After Sony’s India business called off the merger, Zee Entertainment Enterprises Limited (ZEEL) finds itself in the tough spot of having to find another saviour even as the digital onslaught is taking a toll on linear TV business and a much larger merger is brewing between Reliance Industries Limited (RIL)-Disney Star which will likely corner a lion’s share of the advertising revenues.
“ZEEL’s linear TV is already facing its share of trouble and the digital business requires substantial amount of investment to keep up with the pace of growth,” says Managing Partner Vivek Menon of NV Capital, adding that it is imperative for them to get the mix of growth and profitability right.

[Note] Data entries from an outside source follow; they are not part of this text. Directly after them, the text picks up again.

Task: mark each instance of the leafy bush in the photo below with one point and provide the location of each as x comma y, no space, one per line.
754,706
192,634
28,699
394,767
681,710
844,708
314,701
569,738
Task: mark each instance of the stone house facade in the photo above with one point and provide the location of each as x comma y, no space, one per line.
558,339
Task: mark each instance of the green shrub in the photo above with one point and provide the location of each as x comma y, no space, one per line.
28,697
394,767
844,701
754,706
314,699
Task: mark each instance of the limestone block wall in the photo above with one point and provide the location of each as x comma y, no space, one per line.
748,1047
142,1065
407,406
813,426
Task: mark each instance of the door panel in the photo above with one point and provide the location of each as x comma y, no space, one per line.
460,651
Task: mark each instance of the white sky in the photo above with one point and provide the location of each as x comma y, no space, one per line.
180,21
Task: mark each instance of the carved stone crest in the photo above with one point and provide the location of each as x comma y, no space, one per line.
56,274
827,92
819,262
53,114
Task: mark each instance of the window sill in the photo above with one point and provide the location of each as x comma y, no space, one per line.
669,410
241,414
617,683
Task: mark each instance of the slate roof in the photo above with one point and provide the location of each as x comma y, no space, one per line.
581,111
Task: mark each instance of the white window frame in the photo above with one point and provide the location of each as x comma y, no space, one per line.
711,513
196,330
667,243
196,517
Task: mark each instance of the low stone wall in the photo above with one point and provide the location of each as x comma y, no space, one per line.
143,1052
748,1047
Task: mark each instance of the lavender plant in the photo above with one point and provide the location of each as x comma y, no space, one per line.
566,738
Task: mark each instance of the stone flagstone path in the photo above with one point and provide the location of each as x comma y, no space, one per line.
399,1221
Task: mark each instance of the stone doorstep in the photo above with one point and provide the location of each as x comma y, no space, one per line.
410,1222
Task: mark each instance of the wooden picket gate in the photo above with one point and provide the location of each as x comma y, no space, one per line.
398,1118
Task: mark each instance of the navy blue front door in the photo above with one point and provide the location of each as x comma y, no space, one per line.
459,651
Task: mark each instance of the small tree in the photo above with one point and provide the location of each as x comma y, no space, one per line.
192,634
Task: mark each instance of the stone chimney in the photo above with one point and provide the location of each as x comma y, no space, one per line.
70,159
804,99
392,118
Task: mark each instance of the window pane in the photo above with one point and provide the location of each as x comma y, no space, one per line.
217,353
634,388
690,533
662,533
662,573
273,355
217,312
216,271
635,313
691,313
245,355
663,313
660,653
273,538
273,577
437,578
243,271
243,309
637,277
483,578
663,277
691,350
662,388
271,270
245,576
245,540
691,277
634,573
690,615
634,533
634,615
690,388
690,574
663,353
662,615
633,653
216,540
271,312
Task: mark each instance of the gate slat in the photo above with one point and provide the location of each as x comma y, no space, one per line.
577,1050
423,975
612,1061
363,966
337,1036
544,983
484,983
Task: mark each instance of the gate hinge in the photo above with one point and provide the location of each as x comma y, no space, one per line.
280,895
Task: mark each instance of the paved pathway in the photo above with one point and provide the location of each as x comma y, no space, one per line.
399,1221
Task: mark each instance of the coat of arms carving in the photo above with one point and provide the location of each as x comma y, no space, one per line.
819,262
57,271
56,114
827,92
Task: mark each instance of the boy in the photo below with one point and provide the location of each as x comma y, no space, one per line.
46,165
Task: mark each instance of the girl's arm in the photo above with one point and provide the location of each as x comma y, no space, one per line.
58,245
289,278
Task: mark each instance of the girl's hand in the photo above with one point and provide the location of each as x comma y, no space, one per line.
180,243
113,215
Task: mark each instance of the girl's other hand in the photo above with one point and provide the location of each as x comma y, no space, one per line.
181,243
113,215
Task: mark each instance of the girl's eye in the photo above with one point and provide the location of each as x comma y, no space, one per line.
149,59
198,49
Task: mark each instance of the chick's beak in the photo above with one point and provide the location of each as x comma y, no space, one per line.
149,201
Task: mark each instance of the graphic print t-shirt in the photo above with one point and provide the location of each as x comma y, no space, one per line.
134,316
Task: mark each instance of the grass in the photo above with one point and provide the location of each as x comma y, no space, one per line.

Brokerage firm Elara Capital highlighted in a note that ZEEL reported a muted performance in terms of growth and profitability over the last two years. “Revenue growth has converged to 2.2% during financial years FY20 to FY24 (estimated) and Ebitda margin dipped to 10.2% (9MFY24E) due to losses in the OTT segment and lower growth in the linear TV segment.”
Besides, Disney Star had sub-licensed its TV rights for the 2024-27 ICC cricket tournaments to ZEEL in August 2022 in a one-of-a-kind deal. Elara estimates Rs 1,520 crore annual loss for ZEEL in FY2024-25 and beyond owing to hefty content costs, lower sports ad revenues and cricket content being free available for free on other OTT platforms. The total cost of the bundled deal for Disney Star was an estimated Rs 25,000 crore for TV+ digital for 2024-27.
“The tournaments will begin from this calendar year. If ZEEL honours the contract, it is going to hurt them because there is a huge amount of loss to be written off. If they do not honour the Disney contract, there are legal implications for Zee,” says Karan Taurani, media analyst and senior Vice-President, Elara Capital.
Sports was one of the missing pieces of the puzzle for ZEEL that Sony would have fulfilled had the merger gone through. Zee’s sports strategy, especially for its digital platform, looks uncertain now given that it only has about Rs 600 crore of cash reserve, adds Taurani.
“The need of the hour for them is to create a back-up plan in the form of a white knight to support them in the road ahead since there are various hurdles on multiple fronts that they would need to encounter,” says Menon.
Sony was, in fact, their white knight after American firm Invesco – their largest shareholder – wanted the Goenka family out. But now that Sony has also called it quits on them, ZEEL is back to where it was, except that it now has legal battles with Sony and a Reliance-Disney merger to contend with additionally.